Jakarta, Gatra.com – Pasangan calon Presiden dan Wakil Presiden pada Pemilu 2019, Prabowo Subianto dan Sandiaga Uno dianggap belum memiliki komitmen untuk menyelesaikan akar persoalan perubahan iklim.
Yakni penggundulan hutan, dan perusakan lahan gambut secara masif akibat masih buruknya tata kelola sektor hutan dan lahan di Indonesia.
Paslon nomor urut 02 itu dianggap belum mewujudkan niatan yang kuat dalam menangani perubahan iklim. Padahal dalam visi-misinya, keduanya, menyatakan akan berperan aktif dalam mengatasi perubahan iklim global sesuai kondisi Indonesia.
Temuan ini diungkap pada “Election Talk 2019: Membedah Visi-Misi Kandidat Presiden” yang digelar oleh Yayasan Madani Berkelanjutan di Kedai Tjikini, Jakarta, (29/11).
Yayasan Madani Berkelanjutan menyimpulkan hal ini setelah menganalisis dokumen “Empat Pilar Mensejahterahkan Indonesia: Sejahtera Bersama Prabowo-Sandi”.
Dokumen ini diterbitkan oleh Tim Pemenangan Nasional Prabowo-Sandi, Koalisi Indonesia Adil Makmur, berisi jabaran visi dan misi yang kelak dilaksanakan keduanya jika terpilih sebagai pemimpin negeri pada Pemilu 2019 mendatang.
Meski begitu, Yayasan Madani Berkelanjutan mengapresiasi niat untuk memperbaiki lingkungan hidup yang dicantumkan pada dokumen tersebut, yakni rehabilitasi hutan rusak, lahan kritis, dan Daerah Aliran Sungai (DAS); serta moratorium Hak Guna Usaha (HGU) dan Hak Guna Bangunan (HGB) yang habis masa berlakunya.
Walau solusi-solusi yang ditawarkan berpotensi memperluas masalah ketimpangan penguasaan lahan dan laju ekspansi perkebunan monokultur, mengingat adanya komitmen untuk merehabilitasi hutan rusak menjadi hutan tanaman industri.
“Ini mengindikasikan bahwa pasangan Prabowo-Sandi belum memahami persoalan lingkungan hidup Indonesia secara tepat dan belum memiliki konsep membangun tanpa merusak,” ujar Teguh Surya, Direktur Eksekutif Yayasan Madani Berkelanjutan.
Di sisi lain. sebagai pengusaha, baik Prabowo Subianto maupun Sandiaga Uno turut menjalankan beberapa perusahaan di sektor perkebunan kelapa sawit, salah satunya PT Tidar Kerinci Agung milik Prabowo dan PT Provident Agro Tbk yang dipunyai Sandi.
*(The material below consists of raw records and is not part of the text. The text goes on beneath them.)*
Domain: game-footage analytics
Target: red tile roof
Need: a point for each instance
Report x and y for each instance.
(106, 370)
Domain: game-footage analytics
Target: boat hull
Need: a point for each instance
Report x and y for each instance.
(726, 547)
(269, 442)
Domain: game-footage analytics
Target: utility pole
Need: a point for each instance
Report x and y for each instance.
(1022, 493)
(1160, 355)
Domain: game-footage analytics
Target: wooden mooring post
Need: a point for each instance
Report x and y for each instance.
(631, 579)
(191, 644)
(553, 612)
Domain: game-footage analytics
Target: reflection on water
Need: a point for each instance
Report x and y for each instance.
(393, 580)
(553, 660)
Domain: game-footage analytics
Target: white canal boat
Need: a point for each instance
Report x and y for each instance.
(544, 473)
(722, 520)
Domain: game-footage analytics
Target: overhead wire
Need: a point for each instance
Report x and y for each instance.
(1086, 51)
Sayangnya, perbaikan tata kelola industri sawit nasional tidak menjadi perhatian, sedangkan di sisi lain isu perkebunan sawit berkelanjutan telah menjadi salah satu topik bahasan utama pemerintah Indonesia dan global, baik dalam konteks ekonomi, petani, dan lingkungan hidup.
Direktur Eksekutif Forest Watch Indonesia, Soelthon Nanggara, menegaskan, Pemerintah ke depan harus benar-benar memperhatikan keterbukaan informasi, dalam pengelolaan sumber daya alam.
Karena, publik tidak hanya butuh keterbukaan soal sistem perizinan, tetapi juga sistem monitoring dan evaluasi dampaknya. Keterbukaan harus menyeluruh: tidak sekadar informasinya, namun juga akses atas dokumen berikut dengan peta-petanya.
“Kemudian yang terpenting bukan aturan atau kebijakan keterbukaannya, melainkan bagaimana sebuah badan publik mengimplementasikan keterbukaan atas data dan informasi tersebut kepada publik,” kata Soelthon.
Sedangkan soal keterbukaan informasi, upaya mengatasi perubahan iklim global juga perlu diakselerasi dari sektor energi.
Direktur Finansial dan Operasional Koaksi Indonesia, Nuly Nazlia, memfokuskan pentingnya komitmen dari Presiden dan Wakil presiden terpilih untuk dengan menjadikan energi terbarukan dan pemanfaatan energi secara efisien sebagai pilihan pertama perencanaan ketenagalistrikan di Indonesia,
“Ke depan harus melalui kegiatan pemantauan dan evaluasi yang terukur dari hulu ke hilir sehingga tidak hanya memperhatikan kepentingan ekonomi semata tetapi juga mencakup kepentingan sosial dan lingkungan hidup,” kata Nuly.